[SPARK-22010][PySpark] Change fromInternal method of TimestampType #19234

maver1ck · 2017-09-14T15:08:05Z

What changes were proposed in this pull request?

This PR changes the way pySpark converts Timestamp format from internal to Python representation.

The code is based on Python datetime and udatetime library.
https://github.com/python/cpython/blob/018d353c1c8c87767d2335cd884017c2ce12e045/Lib/datetime.py#L1425-L1458
https://github.com/freach/udatetime/blob/08f95c233188a6a3d316e9905cfb3379278376f5/udatetime/_pure.py#L30-L42

Benchmarks
Before change:
4.58 µs ± 558 ns per loop (mean ± std. dev. of 7 runs, 100000 loops each)

After change:
System with UTC timezone
1.49 µs ± 142 ns per loop (mean ± std. dev. of 7 runs, 1000000 loops each)

Other timezones:
3.15 µs ± 388 ns per loop (mean ± std. dev. of 7 runs, 100000 loops each)

How was this patch tested?

Existing tests.
Performance benchmarks.

SparkQA · 2017-09-14T15:13:29Z

Test build #81786 has finished for PR 19234 at commit 02301eb.

This patch fails Python style tests.
This patch merges cleanly.
This patch adds no public classes.

SparkQA · 2017-09-14T15:34:38Z

Test build #81787 has finished for PR 19234 at commit 25bf50d.

This patch fails PySpark unit tests.
This patch merges cleanly.
This patch adds no public classes.

SparkQA · 2017-09-14T16:04:44Z

Test build #81788 has finished for PR 19234 at commit f18f4c8.

This patch passes all tests.
This patch merges cleanly.
This patch adds no public classes.

HyukjinKwon · 2017-09-16T11:51:53Z

python/pyspark/sql/types.py

-            return datetime.datetime.fromtimestamp(ts // 1000000).replace(microsecond=ts % 1000000)
+            y, m, d, hh, mm, ss, _, _, _ = (time.gmtime(ts // 1000000) if _is_utc
+                                            else time.localtime(ts // 1000000))
+            return datetime.datetime(y, m, d, hh, mm, ss, ts % 1000000)


I'd explain how the current change is equivalent to fromtimestamp in the PR description.

https://github.com/python/cpython/blob/018d353c1c8c87767d2335cd884017c2ce12e045/Lib/datetime.py#L1425-L1458

I think the only difference is this ss = min(ss, 59)

Could we have more details in the PR description?
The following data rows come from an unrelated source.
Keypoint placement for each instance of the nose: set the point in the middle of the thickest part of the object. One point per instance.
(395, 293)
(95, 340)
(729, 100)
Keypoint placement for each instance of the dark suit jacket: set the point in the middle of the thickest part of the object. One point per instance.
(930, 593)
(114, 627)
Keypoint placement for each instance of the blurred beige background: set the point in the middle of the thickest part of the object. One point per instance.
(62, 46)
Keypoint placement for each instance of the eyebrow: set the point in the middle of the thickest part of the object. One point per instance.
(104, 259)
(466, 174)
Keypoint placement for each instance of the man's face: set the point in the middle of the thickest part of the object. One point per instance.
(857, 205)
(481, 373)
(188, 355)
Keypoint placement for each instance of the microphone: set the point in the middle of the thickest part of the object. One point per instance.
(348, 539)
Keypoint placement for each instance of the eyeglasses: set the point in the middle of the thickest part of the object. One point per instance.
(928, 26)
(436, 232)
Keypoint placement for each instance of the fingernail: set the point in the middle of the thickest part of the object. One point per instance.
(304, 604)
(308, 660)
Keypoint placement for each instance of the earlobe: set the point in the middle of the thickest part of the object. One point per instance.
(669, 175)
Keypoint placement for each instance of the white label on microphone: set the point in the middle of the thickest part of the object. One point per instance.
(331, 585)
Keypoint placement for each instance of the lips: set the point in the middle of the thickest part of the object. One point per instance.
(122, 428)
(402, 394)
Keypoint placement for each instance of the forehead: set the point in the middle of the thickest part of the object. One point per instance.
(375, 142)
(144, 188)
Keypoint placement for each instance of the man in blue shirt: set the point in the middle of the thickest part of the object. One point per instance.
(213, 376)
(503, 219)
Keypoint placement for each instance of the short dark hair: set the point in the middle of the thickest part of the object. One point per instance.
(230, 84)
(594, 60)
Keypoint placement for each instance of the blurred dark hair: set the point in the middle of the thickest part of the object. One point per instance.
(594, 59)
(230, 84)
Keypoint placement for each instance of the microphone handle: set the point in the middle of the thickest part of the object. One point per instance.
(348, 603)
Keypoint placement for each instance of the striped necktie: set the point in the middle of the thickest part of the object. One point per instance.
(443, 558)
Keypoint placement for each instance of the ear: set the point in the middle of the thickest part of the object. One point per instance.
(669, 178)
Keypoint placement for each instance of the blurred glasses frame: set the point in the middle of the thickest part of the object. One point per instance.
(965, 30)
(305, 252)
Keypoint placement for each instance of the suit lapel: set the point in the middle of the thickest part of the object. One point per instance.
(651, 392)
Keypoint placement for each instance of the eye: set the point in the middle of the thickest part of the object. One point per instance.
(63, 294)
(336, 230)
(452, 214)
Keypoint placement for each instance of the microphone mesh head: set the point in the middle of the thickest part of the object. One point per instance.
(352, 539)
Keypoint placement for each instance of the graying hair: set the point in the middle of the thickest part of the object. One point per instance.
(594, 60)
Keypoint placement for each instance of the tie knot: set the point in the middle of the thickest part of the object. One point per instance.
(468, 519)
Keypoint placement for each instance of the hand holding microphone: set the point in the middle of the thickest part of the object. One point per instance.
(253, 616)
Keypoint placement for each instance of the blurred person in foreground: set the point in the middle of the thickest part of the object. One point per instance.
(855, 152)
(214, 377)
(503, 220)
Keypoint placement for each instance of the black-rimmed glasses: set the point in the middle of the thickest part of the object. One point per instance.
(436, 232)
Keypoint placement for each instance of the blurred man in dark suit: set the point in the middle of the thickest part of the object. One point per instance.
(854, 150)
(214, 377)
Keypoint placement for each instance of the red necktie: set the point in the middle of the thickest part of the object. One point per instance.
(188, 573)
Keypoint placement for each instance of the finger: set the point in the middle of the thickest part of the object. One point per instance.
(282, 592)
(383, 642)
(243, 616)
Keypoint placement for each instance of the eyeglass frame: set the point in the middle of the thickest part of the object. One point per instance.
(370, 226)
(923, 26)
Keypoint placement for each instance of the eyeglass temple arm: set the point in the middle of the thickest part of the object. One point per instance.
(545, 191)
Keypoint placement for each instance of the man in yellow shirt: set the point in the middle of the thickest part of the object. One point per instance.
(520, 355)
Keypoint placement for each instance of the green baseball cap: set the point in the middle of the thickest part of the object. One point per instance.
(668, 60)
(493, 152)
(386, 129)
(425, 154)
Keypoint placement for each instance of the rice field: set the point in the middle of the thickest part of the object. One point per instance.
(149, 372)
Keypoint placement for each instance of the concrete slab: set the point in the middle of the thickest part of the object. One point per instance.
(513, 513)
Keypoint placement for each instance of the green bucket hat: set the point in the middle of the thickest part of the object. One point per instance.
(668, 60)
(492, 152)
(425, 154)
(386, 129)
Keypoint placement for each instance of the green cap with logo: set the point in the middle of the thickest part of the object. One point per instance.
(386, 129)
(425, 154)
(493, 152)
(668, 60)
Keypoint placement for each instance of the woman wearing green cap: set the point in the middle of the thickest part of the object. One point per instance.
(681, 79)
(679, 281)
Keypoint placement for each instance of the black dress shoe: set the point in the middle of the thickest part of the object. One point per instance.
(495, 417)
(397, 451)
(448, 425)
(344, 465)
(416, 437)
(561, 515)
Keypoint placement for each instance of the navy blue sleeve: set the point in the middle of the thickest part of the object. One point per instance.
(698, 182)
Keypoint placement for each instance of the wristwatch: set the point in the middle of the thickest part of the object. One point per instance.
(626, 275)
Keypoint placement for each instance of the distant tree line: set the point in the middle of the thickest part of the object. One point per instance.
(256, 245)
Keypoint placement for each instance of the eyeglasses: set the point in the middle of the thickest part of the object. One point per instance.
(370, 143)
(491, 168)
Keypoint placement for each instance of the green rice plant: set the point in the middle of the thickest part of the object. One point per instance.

I can follow what it fixes but I believe we should better describe details for other guys to follow the history in the future. To me, it has been always hard to track such changes and ensure the root cause of a bug.

BTW, the change itself seems fine to me.

I added some description and support for leap seconds

SparkQA · 2017-09-16T16:52:55Z

Test build #81845 has finished for PR 19234 at commit bed6193.

This patch passes all tests.
This patch merges cleanly.
This patch adds no public classes.

gatorsmile · 2017-09-16T23:13:15Z

Could you mark [PySpark] in the title? cc @ueshin

ueshin · 2017-09-18T04:52:37Z

LGTM.

maver1ck · 2017-09-18T07:12:28Z

Any idea why we're not using
datetime.datetime.fromtimestamp(ts / 100000.) ?
There is a comment about overflow. But if it exists ?

maver1ck · 2017-09-18T07:13:07Z

I'm asking because such a code is 2x faster than my solution

HyukjinKwon · 2017-09-18T08:18:41Z

I think it was changed back in #7363. I think that avoids precision loss from Python's float limitation:

>>> decimal.Decimal(1 / 1e6)
Decimal('9.99999999999999954748111825886258685613938723690807819366455078125E-7')
>>> decimal.Decimal(1 / 100000)
Decimal('0')
>>> decimal.Decimal(1 / 100000.)
Decimal('0.000010000000000000000818030539140313095458623138256371021270751953125')

Also, I think // is used for Python 3 behaviour:

>>> 5 / 2
2.5
>>> 5 // 2
2

maver1ck · 2017-09-18T10:20:15Z

I check with some samples and code with float can trigger errors.

HyukjinKwon · 2017-09-18T13:57:21Z

Seems fine to me too as is. @maver1ck, I think you could take out [WIP] and let it be merged.

maver1ck · 2017-09-18T15:36:06Z

OK. It passed all tests, so let merge it

HyukjinKwon · 2017-09-20T02:20:01Z

Hm, BTW, do we handle
https://github.com/python/cpython/blob/018d353c1c8c87767d2335cd884017c2ce12e045/Lib/datetime.py#L1443-L1455:

        if tz is None:
            # As of version 2015f max fold in IANA database is
            # 23 hours at 1969-09-30 13:00:00 in Kwajalein.
            # Let's probe 24 hours in the past to detect a transition:
            max_fold_seconds = 24 * 3600
            y, m, d, hh, mm, ss = converter(t - max_fold_seconds)[:6]
            probe1 = cls(y, m, d, hh, mm, ss, us, tz)
            trans = result - probe1 - timedelta(0, max_fold_seconds)
            if trans.days < 0:
                y, m, d, hh, mm, ss = converter(t + trans // timedelta(0, 1))[:6]
                probe2 = cls(y, m, d, hh, mm, ss, us, tz)
                if probe2 == result:
                    result._fold = 1

Or do you guys see it could be ignorable as it is quite newly fixed (in 3.6.x) and a corner case vs the improvement?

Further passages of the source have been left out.